Leveraging Behavioral Targeting in a Bad Economy

By Iris Dorbian

As the economy continues to pummel the magazine advertising market, triggering a double-digit decline in ad pages for nearly all publications, it stands to reason that publishers and media planners are trying to pull out everything in their arsenal to conquer this deficit. One weapon some have been wielding is behavioral targeting, a technique that uses information about an individual’s Web-browsing history–the sites visited and searches made–to display specific ads. Some advertisers and publishers swear by BT; others blast it for violating a user’s privacy and adding that it is a disingenuous practice that ultimately means nothing.

Recently, I spoke to three luminaries on both the advertising and publishing sides to get their views on BT. How is it being used to shape and drive magazine ad campaigns in light of the economic downturn?

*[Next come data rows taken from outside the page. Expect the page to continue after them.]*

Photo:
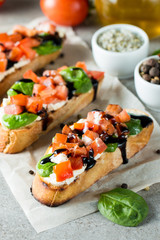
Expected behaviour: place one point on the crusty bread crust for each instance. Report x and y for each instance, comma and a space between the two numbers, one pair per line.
37, 63
53, 196
12, 141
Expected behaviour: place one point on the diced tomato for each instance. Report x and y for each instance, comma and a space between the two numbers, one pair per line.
106, 126
49, 73
92, 135
34, 104
98, 146
81, 65
3, 37
3, 65
29, 42
66, 130
113, 109
48, 82
31, 75
2, 48
16, 37
37, 88
58, 80
123, 116
13, 109
28, 52
61, 68
96, 74
62, 92
93, 127
46, 27
48, 95
15, 54
76, 162
24, 31
63, 171
79, 126
19, 99
61, 138
8, 45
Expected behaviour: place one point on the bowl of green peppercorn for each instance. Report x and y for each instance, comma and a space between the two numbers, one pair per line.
147, 82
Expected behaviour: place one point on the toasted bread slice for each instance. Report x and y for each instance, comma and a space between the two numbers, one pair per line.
51, 195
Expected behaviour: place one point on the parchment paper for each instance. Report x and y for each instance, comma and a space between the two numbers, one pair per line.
141, 171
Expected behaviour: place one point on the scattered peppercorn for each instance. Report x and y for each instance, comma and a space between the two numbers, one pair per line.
150, 71
124, 185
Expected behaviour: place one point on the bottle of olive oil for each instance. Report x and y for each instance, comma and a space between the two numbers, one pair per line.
142, 13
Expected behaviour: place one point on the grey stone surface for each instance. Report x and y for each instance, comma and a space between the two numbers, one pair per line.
13, 222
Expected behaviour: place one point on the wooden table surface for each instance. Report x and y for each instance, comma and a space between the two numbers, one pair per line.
13, 222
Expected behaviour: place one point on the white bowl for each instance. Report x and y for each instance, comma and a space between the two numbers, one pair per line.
148, 92
119, 64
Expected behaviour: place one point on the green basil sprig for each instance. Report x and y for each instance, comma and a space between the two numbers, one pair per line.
124, 207
47, 48
45, 169
23, 87
81, 82
17, 121
134, 126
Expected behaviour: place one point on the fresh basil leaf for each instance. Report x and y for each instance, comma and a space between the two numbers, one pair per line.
44, 170
124, 207
22, 87
81, 82
17, 121
47, 48
111, 147
11, 92
134, 126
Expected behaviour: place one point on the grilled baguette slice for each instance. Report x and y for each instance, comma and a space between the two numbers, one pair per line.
51, 195
13, 141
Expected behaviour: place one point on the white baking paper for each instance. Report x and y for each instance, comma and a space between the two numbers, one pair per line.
141, 171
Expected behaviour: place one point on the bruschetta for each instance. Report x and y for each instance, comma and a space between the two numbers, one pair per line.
27, 49
35, 105
88, 150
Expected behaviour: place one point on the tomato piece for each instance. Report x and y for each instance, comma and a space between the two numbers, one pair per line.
61, 138
3, 64
15, 54
13, 109
19, 99
113, 109
37, 88
82, 65
92, 135
66, 130
34, 104
123, 116
16, 37
62, 92
76, 163
68, 13
29, 42
31, 75
96, 74
24, 31
106, 126
98, 146
79, 126
48, 82
3, 37
63, 171
28, 52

"The first step is making sure that any of the publications being looked for in a media plan have capabilities through such behavioral targeting platforms as TACODA or Avenue A," explains José Villa, the ceo of Sensis, an interactive ad agency that develops online campaigns for top brands. "Many of the larger magazines already implement the technology they offer clients, but a lot of the smaller magazines don’t. In our opinion, it’s being looked at more seriously with the economy. A lot of companies are focusing on more core audiences, and behavioral targeting is a natural extension of that."

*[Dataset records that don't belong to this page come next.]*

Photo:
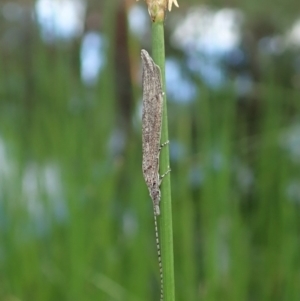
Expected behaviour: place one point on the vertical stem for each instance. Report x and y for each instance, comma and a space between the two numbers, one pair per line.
166, 230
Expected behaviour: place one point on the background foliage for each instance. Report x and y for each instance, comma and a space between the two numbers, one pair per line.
75, 216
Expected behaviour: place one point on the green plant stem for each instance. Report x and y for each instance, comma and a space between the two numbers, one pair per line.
165, 220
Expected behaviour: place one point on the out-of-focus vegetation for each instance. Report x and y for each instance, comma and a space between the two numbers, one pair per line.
75, 216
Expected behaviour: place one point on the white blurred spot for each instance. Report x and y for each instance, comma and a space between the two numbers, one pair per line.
60, 18
92, 56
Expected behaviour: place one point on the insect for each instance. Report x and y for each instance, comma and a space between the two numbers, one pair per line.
151, 133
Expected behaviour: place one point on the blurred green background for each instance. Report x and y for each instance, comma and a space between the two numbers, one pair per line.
76, 220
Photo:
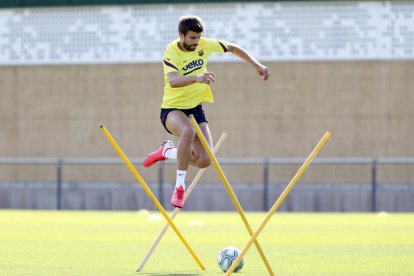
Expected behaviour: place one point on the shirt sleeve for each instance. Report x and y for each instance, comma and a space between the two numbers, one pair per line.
217, 46
170, 62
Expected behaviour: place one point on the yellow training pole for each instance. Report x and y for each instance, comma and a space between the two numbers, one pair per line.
281, 198
176, 210
150, 194
228, 189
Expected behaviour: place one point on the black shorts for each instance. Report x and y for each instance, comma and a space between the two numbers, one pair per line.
197, 111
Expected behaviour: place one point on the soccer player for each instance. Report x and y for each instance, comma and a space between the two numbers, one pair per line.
187, 86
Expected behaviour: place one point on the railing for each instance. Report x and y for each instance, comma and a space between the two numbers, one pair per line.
266, 162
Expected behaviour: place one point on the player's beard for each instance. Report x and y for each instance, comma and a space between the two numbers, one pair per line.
189, 47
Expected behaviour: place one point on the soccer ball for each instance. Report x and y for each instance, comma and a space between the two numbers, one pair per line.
227, 257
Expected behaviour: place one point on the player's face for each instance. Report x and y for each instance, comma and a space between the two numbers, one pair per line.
190, 40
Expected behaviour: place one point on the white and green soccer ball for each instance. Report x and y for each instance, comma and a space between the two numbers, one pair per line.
227, 257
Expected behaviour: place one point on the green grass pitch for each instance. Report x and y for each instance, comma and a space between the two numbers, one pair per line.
114, 243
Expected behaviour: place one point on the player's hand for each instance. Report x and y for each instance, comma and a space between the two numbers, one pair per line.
207, 77
263, 71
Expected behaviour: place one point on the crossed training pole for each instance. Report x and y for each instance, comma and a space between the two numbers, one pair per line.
228, 189
176, 210
281, 198
150, 194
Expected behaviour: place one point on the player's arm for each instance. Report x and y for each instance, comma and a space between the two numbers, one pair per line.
238, 51
176, 80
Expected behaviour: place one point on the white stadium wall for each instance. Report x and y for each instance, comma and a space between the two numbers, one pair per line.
284, 31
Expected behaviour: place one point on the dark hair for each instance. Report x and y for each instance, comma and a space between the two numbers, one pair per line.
190, 23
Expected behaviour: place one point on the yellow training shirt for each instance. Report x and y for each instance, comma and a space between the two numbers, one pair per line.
189, 63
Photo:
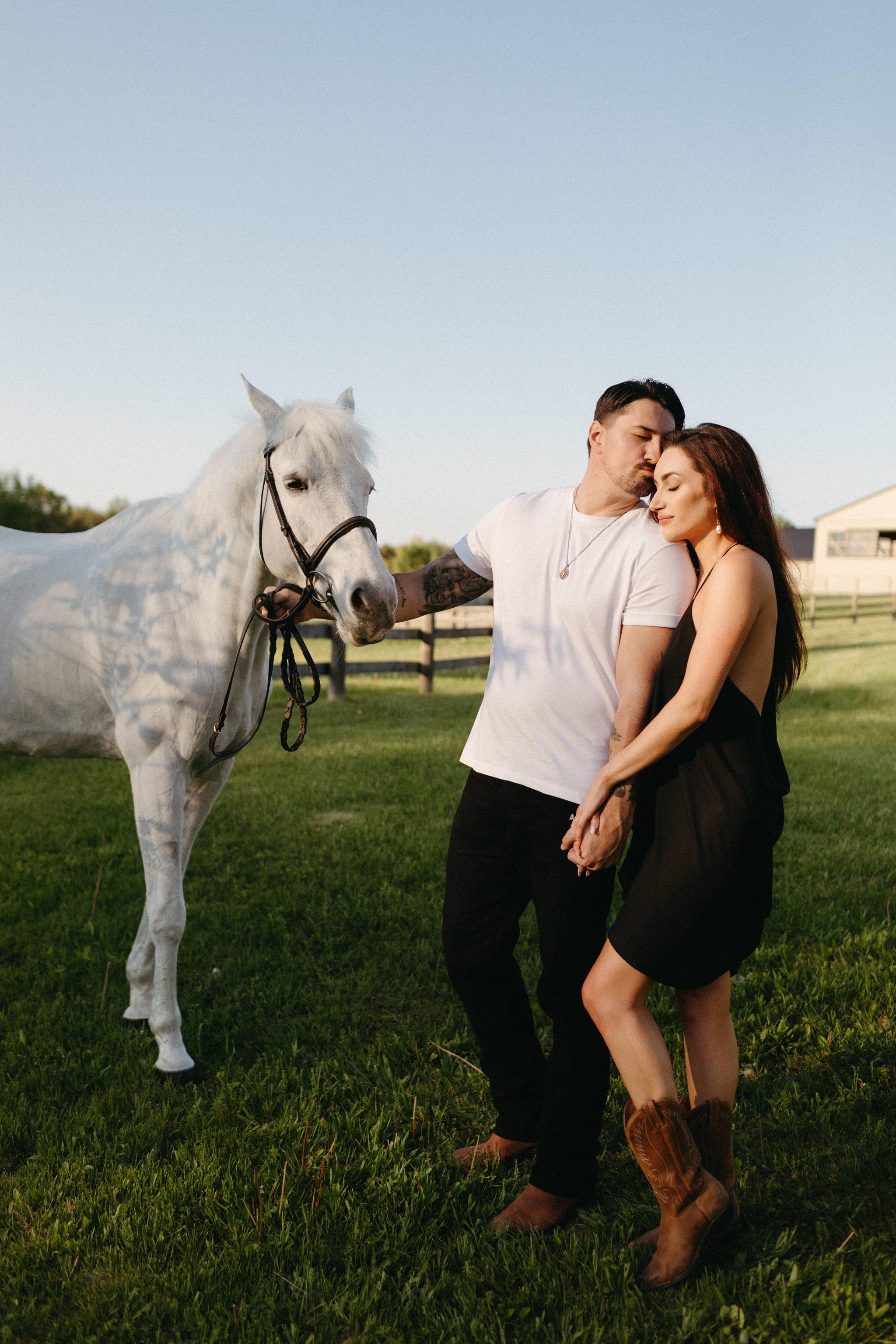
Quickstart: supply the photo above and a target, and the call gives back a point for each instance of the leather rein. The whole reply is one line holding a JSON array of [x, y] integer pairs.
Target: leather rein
[[264, 609]]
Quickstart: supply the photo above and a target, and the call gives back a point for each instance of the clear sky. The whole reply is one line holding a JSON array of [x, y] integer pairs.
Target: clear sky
[[476, 214]]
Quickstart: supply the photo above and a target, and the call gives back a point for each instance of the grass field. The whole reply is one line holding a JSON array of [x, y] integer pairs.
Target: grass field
[[315, 1001]]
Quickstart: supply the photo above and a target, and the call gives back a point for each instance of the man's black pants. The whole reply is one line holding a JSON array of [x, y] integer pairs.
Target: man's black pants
[[504, 853]]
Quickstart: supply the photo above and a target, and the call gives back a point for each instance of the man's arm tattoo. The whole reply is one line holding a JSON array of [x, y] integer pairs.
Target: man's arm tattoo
[[449, 582], [626, 788]]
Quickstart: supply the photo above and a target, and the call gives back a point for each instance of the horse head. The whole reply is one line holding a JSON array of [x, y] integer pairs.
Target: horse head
[[319, 464]]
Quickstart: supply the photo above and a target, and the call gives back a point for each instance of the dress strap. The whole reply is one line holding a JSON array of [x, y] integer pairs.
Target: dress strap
[[711, 569]]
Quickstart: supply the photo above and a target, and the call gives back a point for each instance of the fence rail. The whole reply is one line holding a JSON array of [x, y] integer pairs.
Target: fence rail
[[837, 607], [425, 632]]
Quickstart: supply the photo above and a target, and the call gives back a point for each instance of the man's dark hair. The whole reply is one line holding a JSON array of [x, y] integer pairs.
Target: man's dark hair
[[634, 390]]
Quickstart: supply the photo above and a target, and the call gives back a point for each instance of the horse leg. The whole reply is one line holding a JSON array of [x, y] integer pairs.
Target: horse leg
[[202, 792], [141, 964], [159, 785]]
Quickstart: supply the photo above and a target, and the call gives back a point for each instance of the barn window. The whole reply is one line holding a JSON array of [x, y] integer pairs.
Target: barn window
[[856, 542]]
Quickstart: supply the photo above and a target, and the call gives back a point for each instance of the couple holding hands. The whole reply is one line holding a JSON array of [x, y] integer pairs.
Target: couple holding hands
[[639, 659]]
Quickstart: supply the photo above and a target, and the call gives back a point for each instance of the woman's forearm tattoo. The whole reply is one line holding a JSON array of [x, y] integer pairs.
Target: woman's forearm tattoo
[[449, 582]]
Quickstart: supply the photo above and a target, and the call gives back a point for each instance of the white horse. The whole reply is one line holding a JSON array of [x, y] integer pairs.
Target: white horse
[[119, 643]]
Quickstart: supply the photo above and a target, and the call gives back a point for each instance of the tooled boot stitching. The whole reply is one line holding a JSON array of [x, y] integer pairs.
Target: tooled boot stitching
[[691, 1199], [707, 1124]]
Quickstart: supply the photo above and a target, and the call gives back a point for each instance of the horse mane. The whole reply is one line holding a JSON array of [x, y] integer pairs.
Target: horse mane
[[242, 453]]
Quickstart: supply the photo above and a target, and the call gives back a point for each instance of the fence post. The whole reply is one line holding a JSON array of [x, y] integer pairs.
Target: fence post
[[336, 689], [427, 648]]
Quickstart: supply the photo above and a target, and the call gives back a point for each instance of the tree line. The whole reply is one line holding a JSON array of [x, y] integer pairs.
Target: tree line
[[32, 507]]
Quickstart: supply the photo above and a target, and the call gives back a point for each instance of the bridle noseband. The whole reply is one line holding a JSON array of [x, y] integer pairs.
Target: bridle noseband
[[264, 609]]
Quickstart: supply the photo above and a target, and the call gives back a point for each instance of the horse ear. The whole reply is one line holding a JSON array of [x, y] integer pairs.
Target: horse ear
[[266, 406]]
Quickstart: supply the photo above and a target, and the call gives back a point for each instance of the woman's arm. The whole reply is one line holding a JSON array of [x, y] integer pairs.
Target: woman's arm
[[730, 608]]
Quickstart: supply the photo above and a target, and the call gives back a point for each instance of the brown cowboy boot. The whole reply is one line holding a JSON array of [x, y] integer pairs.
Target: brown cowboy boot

Andrew Pancer, coo of Media6degrees (a "social graph advertising platform"), echoes Villa’s sentiments about how beneficial BT is to marketing campaigns and to return on investment, a factor made more potent by the industry’s current ad slump. The past New York Times vp/digital development and ABOUT.COM coo says that "publishers are realizing that a strong brand, content adjacency, and good demos are not enough to compete with the technology out there. They need to dig deeper into the data and utilize BT for the promise of reaching the right person at the right time with the right ad if they expect to be able to charge the CPMs they are charging".

Leading the charge for BT is "retargeting," a practice that targets users who have visited a client’s site. According to both Pancer and Villa, retargeting has been a tremendous success because it has outperformed traditional buys and has been cost-effective.

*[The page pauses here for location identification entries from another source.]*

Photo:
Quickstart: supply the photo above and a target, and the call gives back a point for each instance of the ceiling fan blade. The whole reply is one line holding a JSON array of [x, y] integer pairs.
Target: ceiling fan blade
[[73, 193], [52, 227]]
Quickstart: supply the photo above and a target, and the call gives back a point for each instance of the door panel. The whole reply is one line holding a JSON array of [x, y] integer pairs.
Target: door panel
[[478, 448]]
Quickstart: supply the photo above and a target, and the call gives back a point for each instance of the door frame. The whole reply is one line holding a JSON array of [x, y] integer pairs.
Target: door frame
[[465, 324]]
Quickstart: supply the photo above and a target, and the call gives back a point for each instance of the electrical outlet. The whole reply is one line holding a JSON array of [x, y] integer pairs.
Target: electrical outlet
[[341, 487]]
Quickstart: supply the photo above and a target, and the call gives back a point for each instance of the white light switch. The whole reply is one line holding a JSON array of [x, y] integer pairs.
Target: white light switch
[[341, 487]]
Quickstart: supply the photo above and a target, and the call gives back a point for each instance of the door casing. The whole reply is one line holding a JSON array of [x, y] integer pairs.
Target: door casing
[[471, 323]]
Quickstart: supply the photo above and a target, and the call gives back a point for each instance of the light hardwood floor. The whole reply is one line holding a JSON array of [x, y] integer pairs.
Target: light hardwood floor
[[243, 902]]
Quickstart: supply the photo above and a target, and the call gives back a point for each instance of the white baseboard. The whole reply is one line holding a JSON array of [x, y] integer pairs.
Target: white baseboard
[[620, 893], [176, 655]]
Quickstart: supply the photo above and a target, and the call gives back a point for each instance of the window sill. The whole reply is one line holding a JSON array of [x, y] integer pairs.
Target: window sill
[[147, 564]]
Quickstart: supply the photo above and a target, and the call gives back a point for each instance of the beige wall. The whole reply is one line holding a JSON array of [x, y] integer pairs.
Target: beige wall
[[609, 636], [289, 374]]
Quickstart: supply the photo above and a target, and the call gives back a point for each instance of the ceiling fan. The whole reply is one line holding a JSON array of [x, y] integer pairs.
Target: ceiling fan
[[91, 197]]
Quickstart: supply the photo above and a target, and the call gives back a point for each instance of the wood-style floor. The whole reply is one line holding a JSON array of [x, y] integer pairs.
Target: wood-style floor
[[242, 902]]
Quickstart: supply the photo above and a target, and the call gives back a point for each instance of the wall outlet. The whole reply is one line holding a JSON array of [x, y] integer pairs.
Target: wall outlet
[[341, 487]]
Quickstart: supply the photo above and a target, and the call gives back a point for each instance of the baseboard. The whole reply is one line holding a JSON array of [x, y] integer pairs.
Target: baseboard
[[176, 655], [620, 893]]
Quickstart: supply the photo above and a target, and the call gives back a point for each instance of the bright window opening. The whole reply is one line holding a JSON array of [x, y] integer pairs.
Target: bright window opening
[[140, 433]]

Disagreeing is Robert Passikoff, founder/president of Brand Keys Inc., a marketing research firm that measures customer loyalty and engagement for clients. He dismisses BT as a predictive tool of consumer behavior.

"I think BT is being handled badly," he says. "The reason for that is most of the behavioral targeting data is based on what people did the last time. Who cares what they did last time? We care about what they did next time. What you want to do is to be predictive of what people are going to do with categories and brands. I’m always fond of reminding people that the 12 million Americans who now have iPhones didn’t just come into the marketplace–they were someone else’s satisfied customer–and had you looked at the data, you would have seen people were not looking at touchscreen application or downloads."

Conversely, Villa feels BT is a highly effective tool. But it needs to be used in its proper contextual context. "You can’t just use it for the sake of it. It’s like a search. You never want to do just a search campaign. You want to make sure it’s part of a holistic campaign."

Counters Passikoff: "This is the first of many missteps if you base your [marketing campaign] on what is a faulty premise to begin with. You can’t expect it to pay out. I think it sucks."